Feature | Lights, Camera, Action! – Ejecta (DVD Movie Review)

By Freda Cooper 19.01.2015

Image for Feature | Lights, Camera, Action! – Ejecta (DVD Movie Review)

Ejecta (UK Rating: 15)

For the uninitiated, ejecta is matter thrown out of a crater by an erupting volcano or during a meteorite impact. So far, so straightforward - except, as far as Ejecta the movie is concerned, it also has something to do with aliens invading earth. How? That's just one of a whole ejecta of questions left unanswered. With the movie out on DVD today - 19th January, 2015 - Lights, Camera, Action! uncovers the truth behind whether this is a must-watch or not.

UFO enthusiast Joe (Adam Seybold) pulls off a coup when a reclusive blogger replies to a speculative email and agrees to meet him. He arrives at Will's (Julian Ritchings) house, armed with his video camera to film the whole experience, but bigger things are happening - a solar ejecta, which results in an alien craft crash-landing nearby. Will is convinced the aliens invaded his mind some years before and is desperate to re-establish contact. However, the aliens are aggressive and a group of soldiers is taking a dangerous interest as well.

Image for Feature | Lights, Camera, Action! – Ejecta (DVD Movie Review)

In all honesty, the storyline isn't quite as linear as that. It jumps backwards and forwards, starting with the amateur documentary style, supposedly shot on Will's camera, then forwards to Will being interrogated by the military, then back to the documentary, and so on. It takes a bit of getting used to, and when the story threatens to move in a straighter line, it comes as something of a relief. This is short-lived, though.

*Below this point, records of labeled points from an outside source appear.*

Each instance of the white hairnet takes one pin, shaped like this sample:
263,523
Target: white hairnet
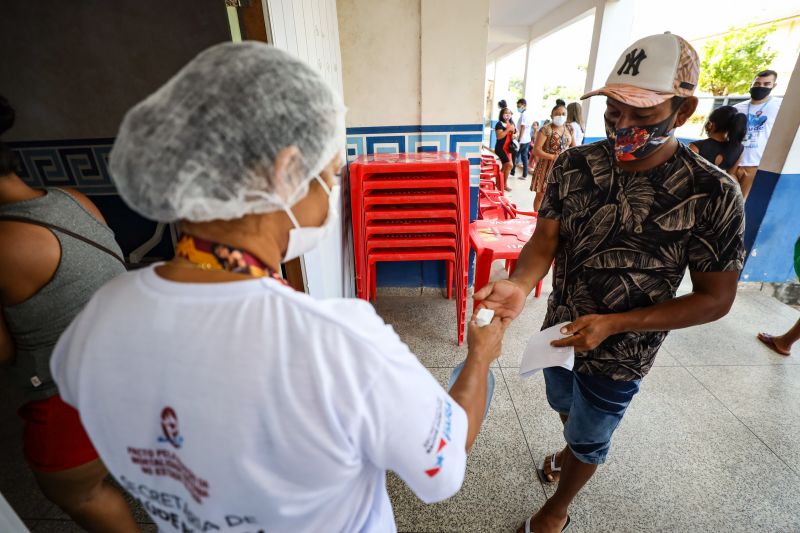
203,146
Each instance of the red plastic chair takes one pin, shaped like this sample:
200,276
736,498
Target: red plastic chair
404,211
499,239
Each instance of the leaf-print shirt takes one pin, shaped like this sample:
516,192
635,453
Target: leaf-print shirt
626,239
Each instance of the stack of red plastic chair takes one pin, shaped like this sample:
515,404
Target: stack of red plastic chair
411,207
491,175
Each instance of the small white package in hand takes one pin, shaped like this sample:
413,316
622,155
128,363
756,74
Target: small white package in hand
484,317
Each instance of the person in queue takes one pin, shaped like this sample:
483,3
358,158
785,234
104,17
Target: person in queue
551,140
762,111
46,277
624,218
215,385
726,128
504,148
576,122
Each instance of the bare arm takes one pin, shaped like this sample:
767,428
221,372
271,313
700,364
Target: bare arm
86,203
735,168
7,350
537,255
537,147
469,390
711,299
507,297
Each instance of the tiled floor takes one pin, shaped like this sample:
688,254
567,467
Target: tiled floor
711,443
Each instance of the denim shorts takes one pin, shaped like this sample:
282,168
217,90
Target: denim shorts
594,406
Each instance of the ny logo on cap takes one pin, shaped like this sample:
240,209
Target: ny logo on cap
632,62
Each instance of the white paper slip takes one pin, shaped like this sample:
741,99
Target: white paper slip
539,354
484,317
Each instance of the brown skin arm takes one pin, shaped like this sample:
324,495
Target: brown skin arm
86,203
735,168
7,350
539,144
507,297
711,299
469,390
29,256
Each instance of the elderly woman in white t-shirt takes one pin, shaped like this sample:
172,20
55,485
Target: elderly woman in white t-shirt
213,392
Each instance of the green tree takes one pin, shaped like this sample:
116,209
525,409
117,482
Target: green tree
515,88
568,94
732,60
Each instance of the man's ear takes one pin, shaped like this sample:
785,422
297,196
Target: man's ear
686,110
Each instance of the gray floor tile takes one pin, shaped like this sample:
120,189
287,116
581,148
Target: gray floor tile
766,399
427,324
58,526
497,492
664,358
681,462
732,339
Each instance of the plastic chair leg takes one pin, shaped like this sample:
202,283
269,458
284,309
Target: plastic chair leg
450,267
483,268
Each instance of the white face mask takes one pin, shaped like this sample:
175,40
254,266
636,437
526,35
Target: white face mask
303,239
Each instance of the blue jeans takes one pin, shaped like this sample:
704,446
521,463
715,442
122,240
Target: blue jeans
594,406
524,151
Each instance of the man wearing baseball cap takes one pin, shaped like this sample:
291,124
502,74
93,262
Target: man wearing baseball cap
624,218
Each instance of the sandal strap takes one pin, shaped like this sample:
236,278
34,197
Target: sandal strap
553,467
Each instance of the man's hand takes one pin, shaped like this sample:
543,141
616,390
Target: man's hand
486,342
506,298
587,332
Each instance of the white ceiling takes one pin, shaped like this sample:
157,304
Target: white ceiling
510,21
520,12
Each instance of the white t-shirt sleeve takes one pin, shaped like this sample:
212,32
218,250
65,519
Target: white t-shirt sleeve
413,427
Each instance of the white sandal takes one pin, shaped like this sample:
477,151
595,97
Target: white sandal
528,524
553,468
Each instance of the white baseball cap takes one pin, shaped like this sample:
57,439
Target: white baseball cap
651,71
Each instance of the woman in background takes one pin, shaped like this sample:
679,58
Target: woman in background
575,120
726,128
504,131
552,139
46,278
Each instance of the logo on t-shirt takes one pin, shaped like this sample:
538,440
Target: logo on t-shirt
169,426
447,424
757,120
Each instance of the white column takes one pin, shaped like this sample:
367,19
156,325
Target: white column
613,23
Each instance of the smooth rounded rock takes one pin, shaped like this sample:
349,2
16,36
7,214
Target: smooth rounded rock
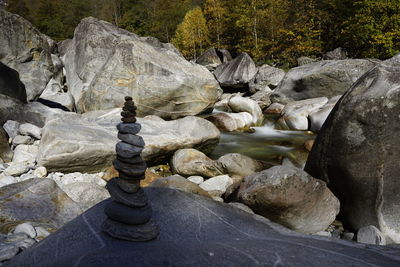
132,139
126,150
138,199
127,215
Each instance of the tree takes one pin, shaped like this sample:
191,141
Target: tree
192,36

The film has clearly been made on a shoestring. That doesn't have to be a disadvantage, but in this case it most certainly is because the effects are decidedly not special - the noises the alien makes in the dark are a cross between a grotesquely rumbling stomach and the dinosaurs from Jurassic Park - and, to keep expenditure down even further, there are moments of complete darkness on the screen. The alien is never seen in close-up and, when the audience gets a glimpse, it looks remarkably humanoid - hardly creative or imaginative.


 
The handheld documentary style has been more than over-used since the days of The Blair Witch Project but, in fairness, it's one of the few things in the film that looks convincingly authentic. Julian Ritchings is the only member of the cast who brings any conviction to his role, making the most of his gaunt features to create a generally haunted demeanour.

2/10
Rated 2 out of 10

Very Bad

Ejecta claims to answer the question of whether or not there are other life forms in the universe. It doesn't. Instead it asks even more questions and leaves most of them open ended, including the one about why the film was made in the first place. At one point in his torture, Will pleads with the military doctor to "make it stop." The audience is with him.